On Thursday I was writing some code, and I wanted to test if an array was all zero.  First I checked if ccan/mem had anything, in case I missed it, then jumped on IRC to ask the author (and overall CCAN co-maintainer) David Gibson about it.

We bikeshedded around names: memallzero? memiszero? memeqz? memeqzero() won by analogy with the already-extant memeq and memeqstr. Then I asked:

rusty: dwg: now, how much time do I waste optimizing?
dwg: rusty, in the first commit, none

Exactly five minutes later I had it implemented and tested.

### The Naive Approach: Times: 1/7/310/37064 Bytes: 50

bool memeqzero(const void *data, size_t length)
{
const unsigned char *p = data;

while (length) {
if (*p)
return false;
p++;
length--;
}
return true;
}

As a summary, I've give the nanoseconds for searching through 1,8,512 and 65536 bytes only.

Another 20 minutes, and I had written that benchmark, and an optimized version.

### 128-byte Static Buffer: Times: 6/8/48/5872 Bytes: 108

Here's my first attempt at optimization; using a static array of 128 bytes of zeroes and assuming memcmp is well-optimized for fixed-length comparisons.  Worse for small sizes, much better for big.

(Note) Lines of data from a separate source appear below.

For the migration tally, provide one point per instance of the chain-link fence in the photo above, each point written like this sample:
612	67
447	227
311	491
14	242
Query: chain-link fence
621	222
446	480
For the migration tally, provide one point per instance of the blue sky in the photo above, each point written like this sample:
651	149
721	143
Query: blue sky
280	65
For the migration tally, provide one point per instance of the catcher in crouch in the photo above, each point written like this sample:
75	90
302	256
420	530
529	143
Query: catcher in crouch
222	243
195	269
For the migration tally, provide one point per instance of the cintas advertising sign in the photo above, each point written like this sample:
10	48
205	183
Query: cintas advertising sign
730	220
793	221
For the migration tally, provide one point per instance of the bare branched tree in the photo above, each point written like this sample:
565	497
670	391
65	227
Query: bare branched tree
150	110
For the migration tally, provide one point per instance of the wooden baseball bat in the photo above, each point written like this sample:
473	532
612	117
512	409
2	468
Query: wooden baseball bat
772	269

const unsigned char *p = data;
static unsigned long zeroes[16];

while (length > sizeof(zeroes)) {
if (memcmp(zeroes, p, sizeof(zeroes)))
return false;
p += sizeof(zeroes);
length -= sizeof(zeroes);
}
return memcmp(zeroes, p, length) == 0;

### Using a 64-bit Constant: Times: 12/12/84/6418 Bytes: 169

dwg: but blowing a cacheline (more or less) on zeroes for comparison, which isn't necessarily a win

Using a single zero uint64_t for comparison is pretty messy:

bool memeqzero(const void *data, size_t length)
{
const unsigned char *p = data;
const unsigned long zero = 0;
size_t pre;
pre = (size_t)p % sizeof(unsigned long);
if (pre) {
size_t n = sizeof(unsigned long) - pre;
if (n > length)
n = length;
if (memcmp(p, &zero, n) != 0)
return false;
p += n;
length -= n;
}
while (length > sizeof(zero)) {
if (*(unsigned long *)p != zero)
return false;
p += sizeof(zero);
length -= sizeof(zero);
}
return memcmp(&zero, p, length) == 0;
}

And, worse in every way!

### Using a 64-bit Constant With Open-coded Ends: Times: 4/9/68/6444 Bytes: 165

dwg: rusty, what colour is the bikeshed if you have an explicit char * loop for the pre and post?

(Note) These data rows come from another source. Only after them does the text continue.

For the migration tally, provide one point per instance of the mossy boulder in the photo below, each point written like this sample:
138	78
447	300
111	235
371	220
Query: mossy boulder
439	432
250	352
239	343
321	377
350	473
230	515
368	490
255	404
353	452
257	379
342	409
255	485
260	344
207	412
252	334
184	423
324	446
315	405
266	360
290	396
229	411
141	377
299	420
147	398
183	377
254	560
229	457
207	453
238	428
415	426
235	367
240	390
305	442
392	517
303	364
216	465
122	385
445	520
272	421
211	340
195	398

That's slightly better, but memcmp still wins over large distances, perhaps due to prefetching or other tricks.

### Epiphany #1: We Already Have Zeroes: Times 3/5/92/5801 Bytes: 422

Then I realized that we don't need a static buffer: we know everything we've already tested is zero!  So I open coded the first 16 byte compare, then memcmp()ed against the previous bytes, doubling each time.  Then a final memcmp for the tail.  Clever huh?

But it no faster than the static buffer case on the high end, and much bigger.

dwg: rusty, that is brilliant. but being brilliant isn't enough to make things work, necessarily :p

### Epiphany #2: memcmp can overlap: Times 3/5/37/2823 Bytes: 307

My doubling logic above was because my brain wasn't completely in phase: unlike memcpy, memcmp arguments can happily overlap!  It's still worth doing an open-coded loop to start (gcc unrolls it here with -O3), but after 16 it's worth memcmping with the previous 16 bytes.  This is as fast as naive with as little as 2 bytes, and the fastest solution by far with larger numbers:

const unsigned char *p = data;
size_t len;

/* Check first 16 bytes manually */
for (len = 0; len < 16; len++) {
if (!length)
return true;
if (*p)
return false;
p++;
length--;
}

/* Now we know that's zero, memcmp with self. */
return memcmp(data, p, length) == 0;

You can find the final code in CCAN (or on Github) including the benchmark code.

Finally, after about 4 hours of random yak shaving, it turns out lightning doesn't even want to use memeqzero() any more!  Hopefully someone else will benefit.